Big powers at odds in nuclear talks in Kazakhstan
Chances of a breakthrough ahead of Iran elections are ‘slim’
Participants from the US, Russia, China, France, Britain and Germany start talks with Iranian negotiators in Almaty today. Photograph: Ilyas Omarov/Pool/Reuters
World powers and Iran still appear far apart today as negotiations on Tehran's nuclear programme aimed at calming tensions could boil over into war.
As talks get under way in Kazakhstan, the six nations - the United States, Russia, China, France, Britain and Germany - are seeking a concrete response from Iran to their February offer to ease sanctions if it stops its most sensitive nuclear work.
Iranian negotiators said they have outlined their own "specific" proposals, but a Western diplomat said they had still not responded clearly to the initiative from the big powers.
The dissonant views suggested the two sides have not narrowed differences that have bededvilled a decade of on-off talks.
"We are somewhat puzzled by the Iranians' characterisation of what they presented at this morning's plenary," a Western diplomat said. "There has not yet been a clear and concrete response to the...proposal (from the six powers)."

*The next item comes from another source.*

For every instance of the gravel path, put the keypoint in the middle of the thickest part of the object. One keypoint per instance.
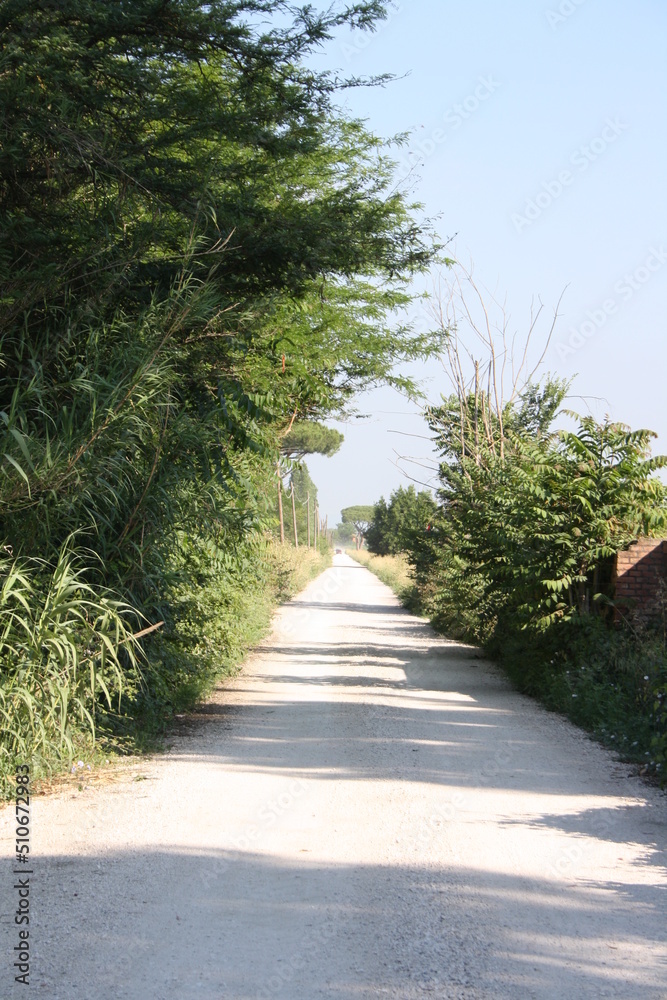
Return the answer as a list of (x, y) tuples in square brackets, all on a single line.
[(366, 811)]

Iran's deputy negotiator Ali Bagheri did not say whether the offer was acceptable, but told reporters his side had made "specific proposals...for the start of a new round of cooperation".
"Naturally, the talks will continue today and, if necessary tomorrow, until the two sides exchange their views and until a new platform for cooperation is formed," he said after talks paused for Iranian negotiators to join Friday prayers at Almaty's main mosque.
The dispute centres on Iranian efforts to enrich uranium, which world powers suspect are part of a covert drive to achieve atom bomb capability. The UN Security Council has demanded that Iran stop the process, in several resolutions since 2006.
Iran argues it has the right to enrich uranium for peaceful purposes under international law and denies its nuclear work has military aims. It has refused to change course unless the big powers recognise its right to enrichment and lift sanctions.
Stakes are high because Israel, widely assumed to be the Middle East's only nuclear-armed power, has threatened to bomb the Islamic Republic's atomic sites if diplomacy fails to rein in a foe which it sees as bent on its destruction.
Chances for a quick breakthrough are seen as scant, with Iran not expected to make any major decisions on nuclear policy until after its presidential election in June.
Western diplomats are hoping at least for serious discussion of their February proposal, under which Iran would have to close a nuclear facility and ship some enriched uranium stockpiles abroad in return for modest relief on sanctions on Iranian petrochemicals and trade in gold and other precious metals.